Al momento stai visualizzando BANCHE: SCHIZZANO IN ALTO GLI INTERESSI SUI PRESTITI, MA SONO ANCORA VICINI ALLO ZERO GLI INTERESSI SUI CONTI CORRENTI

I superprofitti non sono una esclusiva del settore dell’Energia. Da poco è stato resa nota la rilevantissima crescita degli utili netti delle prime cinque Banche italiane, che rappresentano quasi metà del mercato bancario. Una crescita del 66% complessiva nel 2022, che stride con le difficoltà di cittadini, famiglie e imprese, e che avviene nell’anno della guerra in Europa, nel cuore di una drammatica crisi energetica e con una inflazione galoppante che ha eroso salari e pensioni.
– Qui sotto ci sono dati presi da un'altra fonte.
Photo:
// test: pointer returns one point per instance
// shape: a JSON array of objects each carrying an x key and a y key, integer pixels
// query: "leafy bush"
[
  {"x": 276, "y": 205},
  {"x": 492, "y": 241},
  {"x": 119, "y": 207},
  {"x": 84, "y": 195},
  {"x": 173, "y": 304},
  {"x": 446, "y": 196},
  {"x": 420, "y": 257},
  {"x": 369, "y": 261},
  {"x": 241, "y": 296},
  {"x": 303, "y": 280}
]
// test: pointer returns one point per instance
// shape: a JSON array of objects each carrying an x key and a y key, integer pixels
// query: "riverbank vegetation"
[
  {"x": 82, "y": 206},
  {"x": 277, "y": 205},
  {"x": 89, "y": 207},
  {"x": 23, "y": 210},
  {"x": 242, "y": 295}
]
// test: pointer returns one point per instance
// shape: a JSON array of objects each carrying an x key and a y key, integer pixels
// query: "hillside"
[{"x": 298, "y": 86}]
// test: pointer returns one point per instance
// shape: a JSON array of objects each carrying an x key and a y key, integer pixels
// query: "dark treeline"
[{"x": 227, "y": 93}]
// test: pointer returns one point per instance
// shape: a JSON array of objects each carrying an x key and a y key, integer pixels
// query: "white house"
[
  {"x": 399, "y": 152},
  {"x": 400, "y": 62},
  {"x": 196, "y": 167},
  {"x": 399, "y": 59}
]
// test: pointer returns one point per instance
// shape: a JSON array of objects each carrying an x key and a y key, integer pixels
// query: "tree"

Dopo le azioni messe in campo dalla BCE i grafici della Banca d’Italia mostrano la rapidità con la quale sono state adeguati i tassi bancari sui prestiti; chi ha optato a suo tempo per un mutuo variabile per l’acquisto di una abitazione, e non è passato per tempo al mutuo fisso, oggi si trova alle prese con rate mensili in crescita di 200/300 euro. Non si tratta, come erroneamente si ritiene, di una parte marginale: ben il 40% dei mutui sono variabili. Oggi gli interessi sui mutui prima casa sono schizzati verso il 4%, mentre per il credito al consumo si sfiora ormai il 10%.

In questo contesto se la passano male anche i proprietari dei 1.100 miliardi di euro depositati nei conti correnti italiani. Somme pesantemente erose non solo dall’inflazione, ma anche dalla continua ed ingiustificata crescita di commissioni e spese applicate dalle Banche, prossime a superare i 100 euro medi per conto corrente. La remunerazione media, che negli anni è stata prossima allo zero è “salita” negli ultimi mesi allo 0,1/0,2%. Una condizione inaccettabile, che recentemente ha spinto la Banca d’Italia, nel suo compito di tutela dei cittadini, a chiedere correzioni di comportamento alle Banche.

Cosa può fare un cliente insoddisfatto del rendimento del proprio conto corrente o delle spese che sono fatte sostenere? Inutile attendere che sia la Banca a modificare le condizioni in autonomia. Bisogna negoziare, bisogna chiedere di elevare alla minima decenza il rendimento, di ridurre i costi. Cosa evidentemente resa possibile dagli eccellenti risultati di tutto il sistema bancario. Bisogna mettere in campo il possibile trasferimento della propria posizione, se non si trova disponibilità. Bisogna in definitiva “movimentare” un mercato che, per quel che riguarda i clienti privati, è troppo statico, troppo favorevole alle Banche.

Infine ricordiamo che, in generale, a fronte di comportamenti ritenuti irregolari e scorretti, il cliente si può tutelare direttamente con un reclamo alla Banca. In caso di insoddisfazione o a fronte di una mancata risposta si può ricorrere all’Arbitro bancario e finanziario, e presentare un esposto alla Banca d’Italia. Tutte situazioni nelle quali i cittadini possono essere assistiti dalle Associazioni dei Consumatori.